Sign of the times: each of the two largest U.S. cable TV companies now have more voice subscribers than does AT&T, the largest fixed network telco.

In the fourth quarter of 2017, Charter Communications had 10,405,000 residential lines while Comcast had 10,351,000 accounts in service.  AT&T had 10,333,000 lines. So, for the first time, the largest U.S. “telephone companies” were cable TV providers, not telcos.

A key qualification is required, however. Mobile is the way most U.S. residents use voice services. Well over half of U.S. homes (53 percent, according to the U.S. Centers for Disease Control) have no fixed telephone service at all. As recently as 2004, nearly 93 percent of U.S. homes had fixed network voice service.

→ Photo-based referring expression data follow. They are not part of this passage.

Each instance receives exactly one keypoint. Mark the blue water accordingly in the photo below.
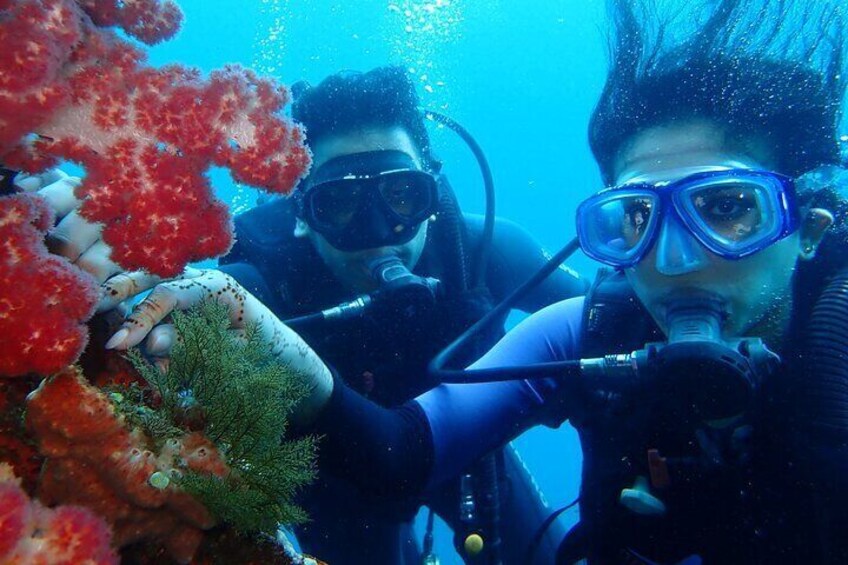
(523, 79)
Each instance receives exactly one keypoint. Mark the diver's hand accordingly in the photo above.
(73, 237)
(146, 323)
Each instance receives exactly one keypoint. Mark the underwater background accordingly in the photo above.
(521, 76)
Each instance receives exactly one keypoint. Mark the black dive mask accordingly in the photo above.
(368, 200)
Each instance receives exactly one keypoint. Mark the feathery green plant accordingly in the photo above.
(229, 387)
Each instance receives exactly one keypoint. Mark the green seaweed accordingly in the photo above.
(229, 386)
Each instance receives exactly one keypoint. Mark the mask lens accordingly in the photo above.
(333, 204)
(614, 227)
(735, 213)
(409, 194)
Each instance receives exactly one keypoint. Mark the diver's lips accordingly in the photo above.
(678, 295)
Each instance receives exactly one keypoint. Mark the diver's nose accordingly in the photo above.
(678, 252)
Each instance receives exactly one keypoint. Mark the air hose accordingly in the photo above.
(825, 388)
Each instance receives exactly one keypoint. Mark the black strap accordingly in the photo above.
(7, 181)
(543, 528)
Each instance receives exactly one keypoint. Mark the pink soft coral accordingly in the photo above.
(44, 300)
(32, 534)
(145, 136)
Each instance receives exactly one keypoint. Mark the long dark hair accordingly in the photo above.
(770, 70)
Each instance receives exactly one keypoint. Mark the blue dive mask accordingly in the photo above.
(733, 213)
(368, 200)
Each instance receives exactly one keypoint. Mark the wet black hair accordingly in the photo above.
(766, 70)
(350, 101)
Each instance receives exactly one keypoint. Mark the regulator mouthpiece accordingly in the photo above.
(716, 378)
(397, 283)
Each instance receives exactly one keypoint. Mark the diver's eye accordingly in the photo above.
(726, 206)
(637, 213)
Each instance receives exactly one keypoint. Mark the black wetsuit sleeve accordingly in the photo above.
(515, 256)
(381, 450)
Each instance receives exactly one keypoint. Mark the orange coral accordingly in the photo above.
(32, 534)
(95, 460)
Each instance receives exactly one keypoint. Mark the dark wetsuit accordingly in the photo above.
(386, 361)
(758, 491)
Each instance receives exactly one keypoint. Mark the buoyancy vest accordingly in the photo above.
(736, 494)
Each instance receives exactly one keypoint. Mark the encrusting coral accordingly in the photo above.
(32, 534)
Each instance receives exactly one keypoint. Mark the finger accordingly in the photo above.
(191, 289)
(32, 183)
(160, 341)
(96, 261)
(145, 316)
(124, 286)
(73, 236)
(60, 196)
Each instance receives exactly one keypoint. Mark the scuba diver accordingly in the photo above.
(706, 370)
(377, 269)
(375, 219)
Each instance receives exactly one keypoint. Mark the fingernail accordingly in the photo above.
(118, 338)
(161, 343)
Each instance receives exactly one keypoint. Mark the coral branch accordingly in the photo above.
(44, 300)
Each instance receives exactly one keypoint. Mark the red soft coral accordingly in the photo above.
(95, 460)
(32, 534)
(145, 136)
(44, 300)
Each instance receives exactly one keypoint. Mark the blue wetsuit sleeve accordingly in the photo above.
(468, 420)
(440, 433)
(385, 451)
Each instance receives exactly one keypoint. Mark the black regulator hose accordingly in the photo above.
(825, 386)
(479, 271)
(440, 365)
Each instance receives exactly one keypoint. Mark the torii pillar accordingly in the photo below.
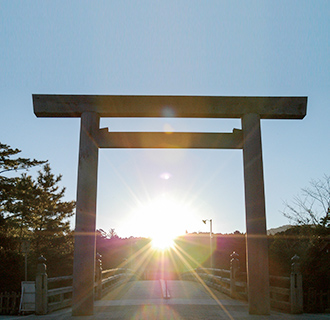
(249, 109)
(84, 245)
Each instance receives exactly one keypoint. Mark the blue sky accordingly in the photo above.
(221, 48)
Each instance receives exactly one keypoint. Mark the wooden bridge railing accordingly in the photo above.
(286, 293)
(48, 300)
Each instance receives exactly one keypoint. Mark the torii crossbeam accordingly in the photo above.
(249, 109)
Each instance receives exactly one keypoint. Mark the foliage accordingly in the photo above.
(33, 210)
(311, 244)
(312, 207)
(7, 163)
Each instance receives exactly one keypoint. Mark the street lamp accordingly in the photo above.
(211, 251)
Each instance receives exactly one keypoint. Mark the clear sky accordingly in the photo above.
(221, 48)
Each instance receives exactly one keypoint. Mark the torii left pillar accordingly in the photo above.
(84, 236)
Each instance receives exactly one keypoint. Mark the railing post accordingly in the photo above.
(234, 269)
(41, 287)
(296, 290)
(98, 276)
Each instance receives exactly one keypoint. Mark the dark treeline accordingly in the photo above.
(32, 210)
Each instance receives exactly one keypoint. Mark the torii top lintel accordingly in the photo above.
(169, 106)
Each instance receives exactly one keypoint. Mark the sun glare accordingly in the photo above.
(162, 220)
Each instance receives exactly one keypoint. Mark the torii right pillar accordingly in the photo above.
(256, 232)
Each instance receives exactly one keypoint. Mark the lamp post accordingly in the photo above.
(211, 251)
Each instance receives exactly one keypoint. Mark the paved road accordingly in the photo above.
(188, 301)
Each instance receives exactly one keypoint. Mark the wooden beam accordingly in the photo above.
(173, 140)
(169, 106)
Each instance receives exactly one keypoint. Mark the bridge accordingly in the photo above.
(195, 294)
(161, 299)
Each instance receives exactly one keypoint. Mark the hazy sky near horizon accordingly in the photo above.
(220, 48)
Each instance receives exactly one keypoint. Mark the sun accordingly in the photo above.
(162, 220)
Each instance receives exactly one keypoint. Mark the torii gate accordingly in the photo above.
(91, 107)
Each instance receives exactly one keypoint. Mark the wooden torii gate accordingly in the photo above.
(249, 109)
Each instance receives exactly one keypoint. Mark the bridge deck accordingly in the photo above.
(189, 300)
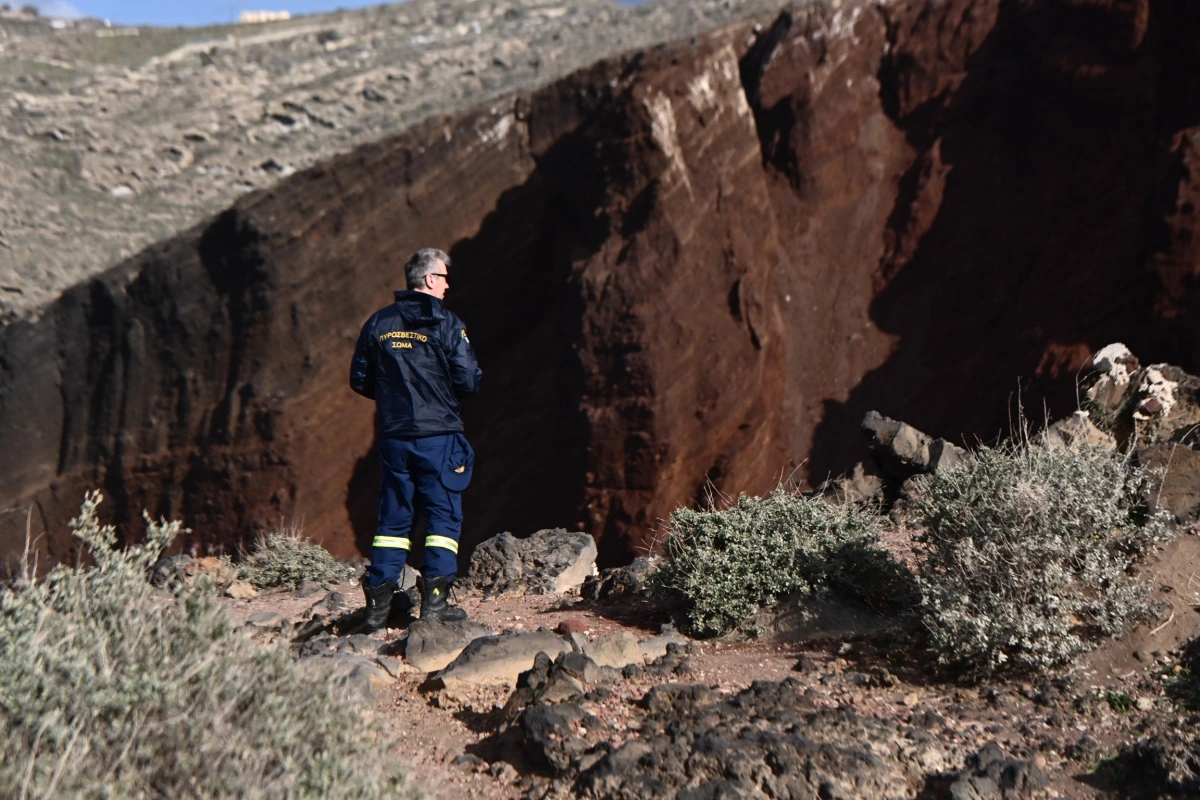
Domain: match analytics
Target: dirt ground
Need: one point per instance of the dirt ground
(1071, 726)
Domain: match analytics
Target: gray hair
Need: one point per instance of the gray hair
(423, 263)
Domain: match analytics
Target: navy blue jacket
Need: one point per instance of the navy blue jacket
(414, 360)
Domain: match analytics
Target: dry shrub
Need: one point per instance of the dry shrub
(1027, 553)
(283, 559)
(113, 689)
(727, 564)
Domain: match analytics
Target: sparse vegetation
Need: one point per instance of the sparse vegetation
(727, 564)
(283, 559)
(113, 689)
(1119, 702)
(1026, 555)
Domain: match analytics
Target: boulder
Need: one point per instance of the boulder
(617, 650)
(1075, 432)
(240, 590)
(499, 659)
(618, 582)
(553, 733)
(991, 775)
(432, 645)
(364, 675)
(657, 647)
(547, 561)
(696, 740)
(556, 680)
(863, 482)
(903, 451)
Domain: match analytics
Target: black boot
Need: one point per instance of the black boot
(403, 608)
(378, 605)
(436, 601)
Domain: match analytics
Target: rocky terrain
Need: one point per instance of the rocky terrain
(118, 137)
(688, 266)
(574, 683)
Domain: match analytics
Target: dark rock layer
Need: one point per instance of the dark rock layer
(700, 263)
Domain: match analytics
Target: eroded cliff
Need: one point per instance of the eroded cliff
(687, 269)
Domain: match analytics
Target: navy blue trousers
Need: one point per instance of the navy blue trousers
(415, 477)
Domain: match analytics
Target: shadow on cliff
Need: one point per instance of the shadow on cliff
(513, 288)
(1056, 175)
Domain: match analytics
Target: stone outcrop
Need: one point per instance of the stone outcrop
(118, 137)
(701, 263)
(695, 740)
(549, 561)
(1155, 413)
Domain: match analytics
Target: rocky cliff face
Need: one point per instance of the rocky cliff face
(691, 266)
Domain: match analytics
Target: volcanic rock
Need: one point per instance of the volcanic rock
(549, 561)
(691, 265)
(790, 751)
(432, 645)
(991, 775)
(499, 659)
(619, 581)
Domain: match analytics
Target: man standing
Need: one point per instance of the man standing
(414, 360)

And, as always in the internet era, usage and revenue can be very different matters. In 2011, for example, U.S. consumer spend on fixed network voice had dropped from 65 percent to perhaps 26 percent, compared to 2001 levels, while mobile revenue grew from 25 percent to nearly 50 percent of total household spend, according to analyst Chetan Sharma.

Internet access spending grew from 20 percent of household budgets in 2001 to about 33 percent in 2011, Sharma estimates. Video entertainment spend grew from less than 10 percent of budgets in 2001 to about 24 percent of budget by 2011.

Such is the misfit between our legacy names for things and the new reality. Cable TV companies increasingly make most of their money from internet access, not voice. “Telcos” now likewise make most of their money from internet access, not voice.

Eventually, at least some major service providers will find they make 40 percent or more of total revenue from a range of services not directly related to internet access, voice or messaging. That already is the case for Comcast, and is close to the reality for AT&T, which earns about 31 percent of total revenue from entertainment video.

In fact, Comcast earns only about 29 percent of total revenue from its legacy TV business. Just as important, Comcast now earns about 37 percent of total revenue from applications, not services related to the access network (video, voice, internet access).

Over time, many tier-one service providers are going to have a similar profile, earning 40 percent or more of total revenue directly from applications (consumer and business), not managed services related to the ownership of the access network.